Largest one just die. this real sucks big time!


----------



## Alisonj (Aug 24, 2008)

I am sorry you are having a tough time, we seem to be going through a similar issue. We have been treating daily and doing everything we are suppose to and while we have only lost one fish it seems like it is not going away! I have heard some other fish breeders say that ICK is becoming really resistant to alot of the medications. They suggesting Cupramine. I havent used it yet but if things dont start improving I may be trying it.


----------



## redfish (Nov 30, 2002)

Where would I find it never heard of it before? thanks, yes that was what the LPS shop owner
told me She said she was taking a big lost of fish to this, didnt tell me how she got it under control, probley wants me to buy some more of her way way overpriced fish. thanks Brent
One of my favorite peacocks just bit the dust, get them from a size of a fry take years to get
them growed up and this happens, I think now I should have stayed with two large red devils
in there and a large pleco, far less trouble and they dont die easy. Now I know how people feel
when they lost a lot of fish! thanks Brent


----------



## redfish (Nov 30, 2002)

Well I have three left out of 12 , still have ick treating with a copper product safe, and keeping
temp about 86, the ick seems to be clearing up not as much flashing.
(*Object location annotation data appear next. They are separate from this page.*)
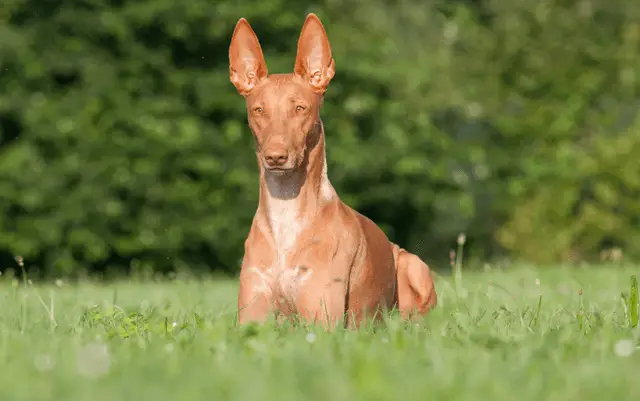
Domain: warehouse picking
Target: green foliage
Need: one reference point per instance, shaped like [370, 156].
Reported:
[123, 144]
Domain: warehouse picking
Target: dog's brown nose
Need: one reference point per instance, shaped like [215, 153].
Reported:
[276, 157]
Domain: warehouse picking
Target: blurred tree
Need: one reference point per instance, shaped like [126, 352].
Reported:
[123, 144]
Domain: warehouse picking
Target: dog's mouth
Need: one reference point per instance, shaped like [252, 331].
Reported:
[279, 170]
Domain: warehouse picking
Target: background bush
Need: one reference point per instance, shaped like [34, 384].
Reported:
[124, 145]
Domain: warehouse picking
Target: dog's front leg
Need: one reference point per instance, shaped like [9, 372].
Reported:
[254, 296]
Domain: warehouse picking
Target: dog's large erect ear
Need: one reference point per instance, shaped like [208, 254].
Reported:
[246, 61]
[314, 63]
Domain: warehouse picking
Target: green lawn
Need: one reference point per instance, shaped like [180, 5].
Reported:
[178, 341]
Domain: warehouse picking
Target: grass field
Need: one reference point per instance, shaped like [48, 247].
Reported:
[552, 334]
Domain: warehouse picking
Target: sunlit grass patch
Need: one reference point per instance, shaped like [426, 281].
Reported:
[527, 334]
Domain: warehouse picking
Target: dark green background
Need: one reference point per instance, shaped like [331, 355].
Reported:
[124, 145]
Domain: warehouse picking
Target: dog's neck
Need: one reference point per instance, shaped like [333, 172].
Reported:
[291, 201]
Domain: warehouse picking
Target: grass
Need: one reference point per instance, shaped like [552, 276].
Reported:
[548, 334]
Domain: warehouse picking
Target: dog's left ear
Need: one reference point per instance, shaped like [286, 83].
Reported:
[314, 63]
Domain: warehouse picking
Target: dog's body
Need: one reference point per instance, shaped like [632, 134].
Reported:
[309, 254]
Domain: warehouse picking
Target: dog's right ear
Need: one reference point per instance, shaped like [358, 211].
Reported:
[246, 61]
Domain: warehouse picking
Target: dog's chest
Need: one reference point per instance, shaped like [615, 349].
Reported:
[282, 278]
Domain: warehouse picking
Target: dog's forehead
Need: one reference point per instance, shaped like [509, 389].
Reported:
[279, 88]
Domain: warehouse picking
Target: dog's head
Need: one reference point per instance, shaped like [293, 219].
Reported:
[283, 109]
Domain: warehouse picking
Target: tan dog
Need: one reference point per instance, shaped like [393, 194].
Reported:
[308, 254]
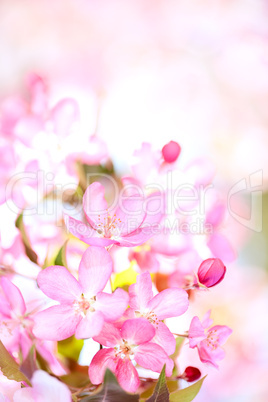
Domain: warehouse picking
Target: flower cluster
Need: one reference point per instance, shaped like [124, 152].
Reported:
[132, 262]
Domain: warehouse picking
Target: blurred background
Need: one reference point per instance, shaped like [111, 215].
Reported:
[192, 71]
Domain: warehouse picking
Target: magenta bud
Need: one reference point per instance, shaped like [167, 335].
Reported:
[171, 151]
[191, 374]
[211, 272]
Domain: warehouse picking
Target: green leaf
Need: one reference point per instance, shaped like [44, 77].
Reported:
[187, 394]
[161, 393]
[26, 242]
[70, 347]
[111, 391]
[61, 256]
[29, 365]
[9, 367]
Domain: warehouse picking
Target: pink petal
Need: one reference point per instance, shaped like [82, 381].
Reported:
[112, 305]
[151, 356]
[23, 395]
[137, 331]
[164, 338]
[141, 292]
[103, 359]
[95, 270]
[138, 237]
[169, 303]
[56, 323]
[127, 375]
[196, 332]
[86, 233]
[109, 336]
[13, 296]
[155, 208]
[131, 213]
[50, 389]
[58, 284]
[94, 204]
[207, 321]
[222, 333]
[207, 355]
[91, 325]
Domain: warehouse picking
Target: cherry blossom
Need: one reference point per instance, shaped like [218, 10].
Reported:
[126, 225]
[133, 342]
[83, 307]
[208, 341]
[44, 388]
[170, 302]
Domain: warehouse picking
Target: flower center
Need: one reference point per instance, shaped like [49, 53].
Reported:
[212, 339]
[83, 305]
[150, 316]
[123, 350]
[107, 225]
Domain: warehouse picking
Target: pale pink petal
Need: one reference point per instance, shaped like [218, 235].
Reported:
[95, 270]
[94, 204]
[56, 323]
[127, 375]
[130, 214]
[222, 333]
[153, 357]
[137, 331]
[13, 296]
[164, 338]
[112, 305]
[91, 325]
[209, 355]
[169, 303]
[58, 284]
[146, 260]
[109, 336]
[141, 292]
[103, 359]
[86, 233]
[196, 332]
[207, 321]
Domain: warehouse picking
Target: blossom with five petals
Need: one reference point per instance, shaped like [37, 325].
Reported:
[208, 342]
[132, 342]
[83, 307]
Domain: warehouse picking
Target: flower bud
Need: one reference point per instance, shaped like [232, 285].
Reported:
[171, 151]
[211, 272]
[191, 374]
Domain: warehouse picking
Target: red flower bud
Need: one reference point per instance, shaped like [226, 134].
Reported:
[191, 374]
[211, 272]
[171, 151]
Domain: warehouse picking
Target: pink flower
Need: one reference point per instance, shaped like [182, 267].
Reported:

This is a hard learned
lesson, I f you have loachs make sure to use something for copper base for paristes. Sick in 
Lousiana


----------



## blackhailfire (Oct 14, 2008)

Well I'm in slidell and i just picked up ick on two red tiger motaguesis. So I'm treating with paraguard.


----------



## redfish (Nov 30, 2002)

How it going with the meds your using? good luck, Brent, what gets me is I see ick in these
tanks at the LPS and tell the owners about it and they dont do anything about it and sell
fish to people not knowing a fish covered with ick, *** see this often and will tell the person
buying the fish not to buy owner there or not. I use to see a sign on tanks with ick NOT FOR
SAlE SICK FISH, no LPS around this area do's this anymore, couldnt care less, the dollar is all
that matters. I guess ick is good for the LPS pocket books sell meds buy more fish. Not
all pet shops are like this, Im speaking of the ones around the area I live!


----------



## Alisonj (Aug 24, 2008)

We have had success with the cupramine!!! It is a serious pain in the butt testing and maintaining the copper levels but it has worked! Finally. 
I think its funny when LPS put signs on one or two tanks but the systems are totally fed off each other. So if that tank is sick, the others will follow! LOL I agree they dont care a good part of the time. Just sell is all they care about.
If you still have problems try the cupramine.


----------



## Alisonj (Aug 24, 2008)

We got ours at a fish store that just opened but it isnt very readily available at all. Also you need to buy a copper test kit with it.


----------



## redfish (Nov 30, 2002)

I think Im just about finished with it the temp up to 86 killing them off slowly and i used
some Aquari-sol mild treatment for sensitive species. Loach keeper beware of meds I have use
meds before without problems and all it took was one time treating to cause my loss.


----------



## CichlidLover2 (Jul 31, 2005)

Usually loaches aren't good with meds anyways.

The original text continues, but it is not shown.